The stick that moved on its own



A new work, He dared not tell them about the stick that moved on its own. Dimensions 420 x 300 x 20mm. Plywood, four-colour risograph print with die-cuts and found fixings, shelves, erasers. It's exhibited as a part of Questioning Print, now at Kemistry Gallery, curated by the very good 40/04 — Alex Hough, Jake Hopwood and Charlie Abbott.



The title follows the work's bitty ethic, taken from the 'Golden Pleasure Book' series of 'The Gold Star Library', 1967. I'm wanting to find each time something insolubly wrong in the pulling together of title, print and things on a kind of peg-board which would suggest compositional harmony.



The picture element is intended to be explanatory of something incidental or unimportant or ephemeral or momentary, observed first-hand.



I'm thinking about how these can operate on a wall, at different proportions and scale. The shelf aspect is particularly interesting at the moment.

16/05/2011

Run Back Chain Brick Rope



Sally is making good progress, stitching the Flotta Chair. This time, before each element, we are looking at new kinds of what essentially are the fundamental running–, chain–, rope– and back–stitches. Also, for the fills, weaving and couching in a number of ways.



So here, two mixes of a sage green and dusty, dijon yellow. Whipped and threaded backstitches for the radiuses; couched lines for the angulars. At the drawing stage, I pay a lot of attention now (in translating the original hand drawings to more 'stable' — for the overstitching) screen drawings) to a muscle memory of each form. This then is a guiding logic to the character of each stitched line and helps us navigate the array of unfamiliar options.

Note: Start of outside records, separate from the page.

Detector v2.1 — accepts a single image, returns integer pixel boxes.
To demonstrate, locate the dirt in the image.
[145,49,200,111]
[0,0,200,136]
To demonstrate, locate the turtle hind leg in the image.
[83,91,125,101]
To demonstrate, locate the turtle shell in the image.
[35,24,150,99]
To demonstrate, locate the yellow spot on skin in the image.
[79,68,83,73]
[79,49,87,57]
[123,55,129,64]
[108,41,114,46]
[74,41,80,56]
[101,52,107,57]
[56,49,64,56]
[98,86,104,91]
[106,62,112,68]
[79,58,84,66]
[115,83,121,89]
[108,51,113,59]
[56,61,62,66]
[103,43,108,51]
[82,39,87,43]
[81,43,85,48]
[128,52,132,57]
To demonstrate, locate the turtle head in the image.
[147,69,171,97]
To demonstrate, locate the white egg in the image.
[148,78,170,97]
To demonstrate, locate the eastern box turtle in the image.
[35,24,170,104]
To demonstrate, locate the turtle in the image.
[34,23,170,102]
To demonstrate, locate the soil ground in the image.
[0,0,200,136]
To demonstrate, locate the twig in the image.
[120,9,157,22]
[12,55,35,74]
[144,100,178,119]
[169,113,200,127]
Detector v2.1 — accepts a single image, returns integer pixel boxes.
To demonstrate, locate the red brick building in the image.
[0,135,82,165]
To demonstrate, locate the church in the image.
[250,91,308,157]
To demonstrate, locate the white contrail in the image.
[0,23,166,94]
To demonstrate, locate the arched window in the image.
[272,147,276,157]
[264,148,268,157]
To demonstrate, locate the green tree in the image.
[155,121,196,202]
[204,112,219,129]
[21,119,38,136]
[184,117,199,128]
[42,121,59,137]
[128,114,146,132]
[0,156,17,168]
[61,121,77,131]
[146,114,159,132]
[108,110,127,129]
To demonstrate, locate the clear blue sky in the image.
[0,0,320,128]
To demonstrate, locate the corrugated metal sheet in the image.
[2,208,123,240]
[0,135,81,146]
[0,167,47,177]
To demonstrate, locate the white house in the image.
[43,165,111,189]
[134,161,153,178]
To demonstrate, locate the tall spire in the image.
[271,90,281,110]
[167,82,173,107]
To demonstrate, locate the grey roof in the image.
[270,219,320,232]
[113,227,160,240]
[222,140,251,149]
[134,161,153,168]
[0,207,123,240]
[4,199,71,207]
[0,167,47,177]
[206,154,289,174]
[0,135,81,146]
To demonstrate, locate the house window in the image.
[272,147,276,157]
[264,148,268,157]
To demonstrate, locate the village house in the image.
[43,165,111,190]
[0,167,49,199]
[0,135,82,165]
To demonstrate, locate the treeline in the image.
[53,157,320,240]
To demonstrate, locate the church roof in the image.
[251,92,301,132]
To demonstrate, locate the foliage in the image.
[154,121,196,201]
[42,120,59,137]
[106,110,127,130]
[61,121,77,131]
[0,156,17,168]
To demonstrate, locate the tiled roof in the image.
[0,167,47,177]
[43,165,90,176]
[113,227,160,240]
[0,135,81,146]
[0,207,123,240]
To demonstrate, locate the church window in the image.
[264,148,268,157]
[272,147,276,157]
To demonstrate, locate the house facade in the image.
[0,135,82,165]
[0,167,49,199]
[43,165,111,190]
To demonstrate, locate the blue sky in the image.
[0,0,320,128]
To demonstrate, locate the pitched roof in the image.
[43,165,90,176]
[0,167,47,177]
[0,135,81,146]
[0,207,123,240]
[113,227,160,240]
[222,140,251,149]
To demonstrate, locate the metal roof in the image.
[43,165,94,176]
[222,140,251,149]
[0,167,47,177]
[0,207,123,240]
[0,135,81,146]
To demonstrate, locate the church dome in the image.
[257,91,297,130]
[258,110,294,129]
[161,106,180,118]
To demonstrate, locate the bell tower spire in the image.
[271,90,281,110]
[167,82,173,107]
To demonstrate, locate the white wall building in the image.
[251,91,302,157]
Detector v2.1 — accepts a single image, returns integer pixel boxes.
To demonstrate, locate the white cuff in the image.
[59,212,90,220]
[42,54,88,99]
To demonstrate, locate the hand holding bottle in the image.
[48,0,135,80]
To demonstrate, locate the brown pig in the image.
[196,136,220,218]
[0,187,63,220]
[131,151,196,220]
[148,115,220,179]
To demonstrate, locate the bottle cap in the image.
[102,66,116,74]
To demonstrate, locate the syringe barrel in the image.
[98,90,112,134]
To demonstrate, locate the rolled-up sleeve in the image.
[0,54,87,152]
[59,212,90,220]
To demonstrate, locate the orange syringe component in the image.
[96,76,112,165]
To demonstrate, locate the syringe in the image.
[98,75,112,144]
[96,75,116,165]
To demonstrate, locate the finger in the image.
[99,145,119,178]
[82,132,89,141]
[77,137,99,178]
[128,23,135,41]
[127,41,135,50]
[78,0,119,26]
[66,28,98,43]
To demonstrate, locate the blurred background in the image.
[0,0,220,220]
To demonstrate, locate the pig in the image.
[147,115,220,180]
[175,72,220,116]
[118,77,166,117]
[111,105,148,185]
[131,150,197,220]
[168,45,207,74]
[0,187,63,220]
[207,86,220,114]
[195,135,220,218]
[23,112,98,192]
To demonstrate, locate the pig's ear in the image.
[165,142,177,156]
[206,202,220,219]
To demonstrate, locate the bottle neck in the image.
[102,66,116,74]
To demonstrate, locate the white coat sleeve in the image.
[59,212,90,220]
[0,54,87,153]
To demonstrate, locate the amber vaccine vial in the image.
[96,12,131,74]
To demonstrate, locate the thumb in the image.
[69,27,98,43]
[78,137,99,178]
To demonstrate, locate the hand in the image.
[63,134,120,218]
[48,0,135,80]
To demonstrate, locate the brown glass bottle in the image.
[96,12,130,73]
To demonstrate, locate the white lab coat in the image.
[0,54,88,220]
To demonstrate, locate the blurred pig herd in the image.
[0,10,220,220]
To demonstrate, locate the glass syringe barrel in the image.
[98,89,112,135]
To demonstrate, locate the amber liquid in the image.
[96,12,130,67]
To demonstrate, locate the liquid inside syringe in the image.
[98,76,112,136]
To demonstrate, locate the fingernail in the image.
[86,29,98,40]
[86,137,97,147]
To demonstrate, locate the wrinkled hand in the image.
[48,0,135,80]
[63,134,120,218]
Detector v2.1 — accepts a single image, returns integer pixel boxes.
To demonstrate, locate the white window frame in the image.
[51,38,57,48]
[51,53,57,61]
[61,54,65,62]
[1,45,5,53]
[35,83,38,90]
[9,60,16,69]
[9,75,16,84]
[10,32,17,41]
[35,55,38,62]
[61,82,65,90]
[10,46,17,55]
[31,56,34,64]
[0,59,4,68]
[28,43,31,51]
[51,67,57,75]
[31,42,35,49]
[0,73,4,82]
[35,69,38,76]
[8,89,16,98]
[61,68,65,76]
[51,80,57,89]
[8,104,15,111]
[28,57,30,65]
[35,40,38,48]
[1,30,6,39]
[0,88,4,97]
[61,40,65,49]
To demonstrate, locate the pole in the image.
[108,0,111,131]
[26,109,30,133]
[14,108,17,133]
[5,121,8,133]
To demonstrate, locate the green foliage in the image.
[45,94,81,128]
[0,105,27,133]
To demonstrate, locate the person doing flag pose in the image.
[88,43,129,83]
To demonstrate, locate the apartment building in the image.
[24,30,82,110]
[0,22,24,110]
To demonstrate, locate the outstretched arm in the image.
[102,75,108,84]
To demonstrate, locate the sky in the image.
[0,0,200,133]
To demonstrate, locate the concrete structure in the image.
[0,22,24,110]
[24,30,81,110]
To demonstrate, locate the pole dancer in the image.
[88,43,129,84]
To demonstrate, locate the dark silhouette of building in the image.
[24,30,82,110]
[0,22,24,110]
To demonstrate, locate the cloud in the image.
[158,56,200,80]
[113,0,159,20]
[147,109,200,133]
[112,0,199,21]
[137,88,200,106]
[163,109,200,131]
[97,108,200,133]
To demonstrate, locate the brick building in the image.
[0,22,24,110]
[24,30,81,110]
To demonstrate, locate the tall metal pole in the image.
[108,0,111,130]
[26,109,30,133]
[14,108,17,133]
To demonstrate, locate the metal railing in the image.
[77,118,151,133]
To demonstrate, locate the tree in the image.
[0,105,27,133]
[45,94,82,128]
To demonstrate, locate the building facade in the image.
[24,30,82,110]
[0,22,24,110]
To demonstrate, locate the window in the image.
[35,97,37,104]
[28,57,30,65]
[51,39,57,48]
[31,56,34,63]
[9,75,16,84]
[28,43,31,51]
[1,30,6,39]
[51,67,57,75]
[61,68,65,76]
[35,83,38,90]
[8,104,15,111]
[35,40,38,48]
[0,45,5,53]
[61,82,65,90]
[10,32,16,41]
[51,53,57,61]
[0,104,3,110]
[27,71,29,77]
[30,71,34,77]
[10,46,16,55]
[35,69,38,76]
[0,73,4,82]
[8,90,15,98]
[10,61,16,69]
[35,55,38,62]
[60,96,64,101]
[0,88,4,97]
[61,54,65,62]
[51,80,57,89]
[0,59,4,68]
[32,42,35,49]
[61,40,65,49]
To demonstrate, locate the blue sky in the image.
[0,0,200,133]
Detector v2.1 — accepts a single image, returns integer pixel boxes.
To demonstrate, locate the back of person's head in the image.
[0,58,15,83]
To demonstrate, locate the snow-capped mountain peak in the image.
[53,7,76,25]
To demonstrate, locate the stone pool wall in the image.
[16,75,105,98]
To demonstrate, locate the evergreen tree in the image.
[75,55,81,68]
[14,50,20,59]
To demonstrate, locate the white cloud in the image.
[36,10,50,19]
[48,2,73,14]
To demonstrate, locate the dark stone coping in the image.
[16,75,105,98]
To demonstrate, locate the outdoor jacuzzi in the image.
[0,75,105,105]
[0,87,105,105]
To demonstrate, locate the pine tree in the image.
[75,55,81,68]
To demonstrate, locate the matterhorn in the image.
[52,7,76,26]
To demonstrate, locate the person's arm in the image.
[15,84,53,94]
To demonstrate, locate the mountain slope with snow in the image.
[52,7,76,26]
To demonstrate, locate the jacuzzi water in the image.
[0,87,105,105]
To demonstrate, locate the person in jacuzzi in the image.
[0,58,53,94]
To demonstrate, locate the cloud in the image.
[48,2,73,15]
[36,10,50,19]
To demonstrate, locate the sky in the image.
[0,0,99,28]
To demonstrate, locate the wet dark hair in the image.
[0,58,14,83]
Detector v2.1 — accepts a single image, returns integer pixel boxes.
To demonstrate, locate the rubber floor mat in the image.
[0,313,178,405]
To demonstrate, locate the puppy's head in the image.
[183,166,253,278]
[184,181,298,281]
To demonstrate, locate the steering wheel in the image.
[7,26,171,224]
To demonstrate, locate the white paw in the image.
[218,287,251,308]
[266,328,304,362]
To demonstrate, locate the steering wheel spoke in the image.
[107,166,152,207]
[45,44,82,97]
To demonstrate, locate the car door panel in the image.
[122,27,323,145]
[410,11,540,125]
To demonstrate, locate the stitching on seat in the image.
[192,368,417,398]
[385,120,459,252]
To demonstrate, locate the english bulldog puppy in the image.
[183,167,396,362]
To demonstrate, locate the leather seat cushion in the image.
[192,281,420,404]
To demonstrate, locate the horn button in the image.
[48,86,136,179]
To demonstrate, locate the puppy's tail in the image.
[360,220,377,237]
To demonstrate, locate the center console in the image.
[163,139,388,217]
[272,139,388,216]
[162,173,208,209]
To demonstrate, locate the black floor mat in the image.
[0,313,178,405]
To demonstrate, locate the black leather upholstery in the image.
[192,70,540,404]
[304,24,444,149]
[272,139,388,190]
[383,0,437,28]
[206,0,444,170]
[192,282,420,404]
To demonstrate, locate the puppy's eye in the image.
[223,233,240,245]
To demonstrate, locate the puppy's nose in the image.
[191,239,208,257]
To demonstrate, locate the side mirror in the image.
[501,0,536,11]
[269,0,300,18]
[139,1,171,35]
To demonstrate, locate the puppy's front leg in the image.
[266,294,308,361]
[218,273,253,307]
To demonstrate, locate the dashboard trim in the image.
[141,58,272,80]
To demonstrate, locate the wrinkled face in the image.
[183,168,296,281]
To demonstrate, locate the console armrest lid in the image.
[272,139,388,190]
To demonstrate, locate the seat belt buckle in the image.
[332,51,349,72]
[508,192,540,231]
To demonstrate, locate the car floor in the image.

It also gives me a clearer idea of where to stop, in making the artwork.





So, to an extent, each chair is a sampler. On this note, we are preparing a sampler for The Idler Academy. Sally will be running an embroidery workshop; I'm making drawings, to adapt as artwork screened onto linen, for each participant. Returning again to notions of 'kit', Froebel's Gifts and Occupations, Bauhaus preliminary exercises. I like the idea of an underprinted structure that allows for some improvisation, even by the novice. Not sure yet whether this is sufficiently simple and practicable but will try.